As I have learned about character education over the past year, I have been very adamant that I would introduce some sort of focus on practicing positive character traits and values in my classroom. I was aware that there might be issues with deciding on which traits to concentrate on and I did not want to create any specific lessons about the characteristics. My philosophy has been that it is best to discuss the values with my students. Another advantage of character education is to help unite my students to work toward a common goal of operating as a caring, functional classroom. It did not occur to me that some parents or community members might view character education programs as a conservative, religious agenda until reading Cornwall’s perspective that value-focused programs reinforce the majority’s social and cultural values (Evans, 2008, p. 343). Cornwall opposes character education programs for multiple reasons. A few of arguments against character education include 1) programs do not explain to children the reason for promoting certain values, 2) there is no way to track the success of programs, and 3) a better alternative is to transform how the classroom operates rather than focusing on the faults of people (Evans, 2008, pp. 343-347).
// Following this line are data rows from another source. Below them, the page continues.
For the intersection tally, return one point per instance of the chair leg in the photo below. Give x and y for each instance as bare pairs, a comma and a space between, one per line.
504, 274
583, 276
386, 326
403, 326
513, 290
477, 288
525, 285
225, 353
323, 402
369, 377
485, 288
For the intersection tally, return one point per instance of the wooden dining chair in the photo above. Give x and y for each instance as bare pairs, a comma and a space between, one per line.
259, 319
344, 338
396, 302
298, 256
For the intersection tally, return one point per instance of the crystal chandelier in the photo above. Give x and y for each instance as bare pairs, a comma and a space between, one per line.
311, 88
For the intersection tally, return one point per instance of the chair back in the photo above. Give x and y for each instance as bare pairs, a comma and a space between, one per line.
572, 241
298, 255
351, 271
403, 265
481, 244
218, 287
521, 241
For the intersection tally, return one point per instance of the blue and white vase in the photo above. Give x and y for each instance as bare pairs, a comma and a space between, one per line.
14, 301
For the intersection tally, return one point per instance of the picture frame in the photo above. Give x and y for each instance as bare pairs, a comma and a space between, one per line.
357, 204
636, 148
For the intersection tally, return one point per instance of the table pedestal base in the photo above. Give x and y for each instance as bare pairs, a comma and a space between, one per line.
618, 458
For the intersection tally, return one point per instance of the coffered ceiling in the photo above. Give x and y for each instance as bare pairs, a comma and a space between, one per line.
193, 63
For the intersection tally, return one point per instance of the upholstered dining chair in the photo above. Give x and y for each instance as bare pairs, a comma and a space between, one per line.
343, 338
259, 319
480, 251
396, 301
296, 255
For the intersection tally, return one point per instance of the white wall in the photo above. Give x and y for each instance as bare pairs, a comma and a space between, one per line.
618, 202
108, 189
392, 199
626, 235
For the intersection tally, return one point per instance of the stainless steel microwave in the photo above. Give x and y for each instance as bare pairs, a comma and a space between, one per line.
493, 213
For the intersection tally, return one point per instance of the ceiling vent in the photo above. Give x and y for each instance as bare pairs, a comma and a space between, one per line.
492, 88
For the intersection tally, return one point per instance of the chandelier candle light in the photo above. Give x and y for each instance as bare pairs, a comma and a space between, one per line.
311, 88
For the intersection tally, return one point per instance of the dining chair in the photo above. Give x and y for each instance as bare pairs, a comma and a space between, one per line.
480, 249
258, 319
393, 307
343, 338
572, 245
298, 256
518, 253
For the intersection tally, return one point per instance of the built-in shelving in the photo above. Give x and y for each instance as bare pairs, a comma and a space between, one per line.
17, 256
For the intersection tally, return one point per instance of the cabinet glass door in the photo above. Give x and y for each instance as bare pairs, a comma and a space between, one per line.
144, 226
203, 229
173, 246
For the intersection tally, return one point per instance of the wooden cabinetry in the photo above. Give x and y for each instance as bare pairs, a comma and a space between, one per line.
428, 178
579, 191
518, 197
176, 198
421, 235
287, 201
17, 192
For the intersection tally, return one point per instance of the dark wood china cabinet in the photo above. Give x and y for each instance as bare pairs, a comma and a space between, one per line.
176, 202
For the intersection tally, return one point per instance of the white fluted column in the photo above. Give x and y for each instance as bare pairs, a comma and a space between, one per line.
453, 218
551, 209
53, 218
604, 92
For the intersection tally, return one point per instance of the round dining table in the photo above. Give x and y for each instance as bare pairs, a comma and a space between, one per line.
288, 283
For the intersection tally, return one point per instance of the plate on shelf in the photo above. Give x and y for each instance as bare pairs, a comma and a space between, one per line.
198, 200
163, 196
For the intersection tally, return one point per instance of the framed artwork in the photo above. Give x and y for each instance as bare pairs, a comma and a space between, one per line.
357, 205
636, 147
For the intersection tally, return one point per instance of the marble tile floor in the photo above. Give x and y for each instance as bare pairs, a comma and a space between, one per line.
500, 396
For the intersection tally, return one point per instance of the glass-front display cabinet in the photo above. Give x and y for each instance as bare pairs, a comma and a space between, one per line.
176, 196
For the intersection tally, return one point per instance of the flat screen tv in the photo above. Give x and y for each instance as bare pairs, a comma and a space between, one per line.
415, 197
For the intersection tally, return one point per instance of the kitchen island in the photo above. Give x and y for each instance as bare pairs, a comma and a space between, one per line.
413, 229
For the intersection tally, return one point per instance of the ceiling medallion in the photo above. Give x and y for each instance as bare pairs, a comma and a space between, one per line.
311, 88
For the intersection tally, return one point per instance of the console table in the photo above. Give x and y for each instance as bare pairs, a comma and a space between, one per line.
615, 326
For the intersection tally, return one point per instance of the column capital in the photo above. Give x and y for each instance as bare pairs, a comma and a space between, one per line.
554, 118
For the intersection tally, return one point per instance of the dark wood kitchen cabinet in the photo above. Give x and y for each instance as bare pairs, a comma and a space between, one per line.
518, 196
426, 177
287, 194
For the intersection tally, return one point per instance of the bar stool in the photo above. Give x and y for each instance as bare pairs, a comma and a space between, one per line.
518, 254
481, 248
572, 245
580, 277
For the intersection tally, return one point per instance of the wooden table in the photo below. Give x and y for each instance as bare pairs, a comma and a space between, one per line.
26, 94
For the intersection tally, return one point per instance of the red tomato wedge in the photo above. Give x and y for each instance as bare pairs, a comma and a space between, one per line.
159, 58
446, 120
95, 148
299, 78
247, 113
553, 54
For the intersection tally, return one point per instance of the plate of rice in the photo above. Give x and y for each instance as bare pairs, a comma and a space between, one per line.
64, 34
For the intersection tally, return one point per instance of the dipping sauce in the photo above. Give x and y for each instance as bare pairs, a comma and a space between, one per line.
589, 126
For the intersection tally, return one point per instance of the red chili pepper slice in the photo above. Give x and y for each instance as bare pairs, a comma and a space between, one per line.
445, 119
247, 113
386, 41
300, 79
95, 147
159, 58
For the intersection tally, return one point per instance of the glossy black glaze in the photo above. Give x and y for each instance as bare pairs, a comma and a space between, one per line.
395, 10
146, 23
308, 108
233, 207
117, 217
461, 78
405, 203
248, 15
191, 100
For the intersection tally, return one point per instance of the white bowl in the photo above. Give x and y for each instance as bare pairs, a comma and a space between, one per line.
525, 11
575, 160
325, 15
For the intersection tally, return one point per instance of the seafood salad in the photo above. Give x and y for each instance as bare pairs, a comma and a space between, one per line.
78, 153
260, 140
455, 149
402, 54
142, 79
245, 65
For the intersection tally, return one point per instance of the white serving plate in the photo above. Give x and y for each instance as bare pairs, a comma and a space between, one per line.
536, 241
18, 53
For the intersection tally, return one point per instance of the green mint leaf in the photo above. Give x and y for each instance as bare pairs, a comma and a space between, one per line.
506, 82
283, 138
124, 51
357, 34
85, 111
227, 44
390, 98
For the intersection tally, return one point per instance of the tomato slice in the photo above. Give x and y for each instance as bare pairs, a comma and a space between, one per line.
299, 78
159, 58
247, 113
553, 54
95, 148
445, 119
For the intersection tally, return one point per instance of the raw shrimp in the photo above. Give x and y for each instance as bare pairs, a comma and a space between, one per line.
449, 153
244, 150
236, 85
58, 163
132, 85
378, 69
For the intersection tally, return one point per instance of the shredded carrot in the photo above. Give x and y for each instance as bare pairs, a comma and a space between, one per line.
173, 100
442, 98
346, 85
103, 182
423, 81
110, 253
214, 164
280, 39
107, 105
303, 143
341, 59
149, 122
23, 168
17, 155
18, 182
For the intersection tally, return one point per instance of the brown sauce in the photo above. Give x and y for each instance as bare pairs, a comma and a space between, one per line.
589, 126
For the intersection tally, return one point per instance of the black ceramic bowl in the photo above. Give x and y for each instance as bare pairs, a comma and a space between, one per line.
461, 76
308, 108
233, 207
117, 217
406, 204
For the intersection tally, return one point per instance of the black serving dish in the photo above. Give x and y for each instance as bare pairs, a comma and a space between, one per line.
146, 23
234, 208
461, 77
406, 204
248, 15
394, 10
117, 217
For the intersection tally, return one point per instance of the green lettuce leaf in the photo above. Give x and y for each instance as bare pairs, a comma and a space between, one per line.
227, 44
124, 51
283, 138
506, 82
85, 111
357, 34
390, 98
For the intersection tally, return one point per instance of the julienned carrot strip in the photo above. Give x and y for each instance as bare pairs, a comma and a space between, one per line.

Cornwall’s first argument is not persuasive because it is nearly impossible to teach children anything without explaining why. If a teacher forgot, or purposefully did not explain the reason, then a student will likely ask. Cornwall assumes teachers or parents will respond to a child’s inquiry by stating, “because I say so.” If that is an adult’s response, then most children’s interest will decrease in learning whatever they are being taught. It is difficult to convince children of anything without providing ample reasoning. Children always have questions and (thankfully) are not satisfied until understanding why. Cornwall’s second argument is more convincing. There should absolutely be a method to track the success of character education programs. Of particular interest to me is what is the best method that students learn the values and what values are most worth teaching? Cornwall’s last point is thought provoking. I agree the system in place should not force people to make the better, responsible decision, but creating a better environment begins with people having values and morals. Additionally, this argument contradicts another argument that character education does not reflect the true complexity of choices in the real world (Evans, 20098, p. 344). If teachers and parents provide the most ideal system possible, then how will children learn decision-making skills to use once they are adults in society? Not everyone will be trying to protect them when they are adults.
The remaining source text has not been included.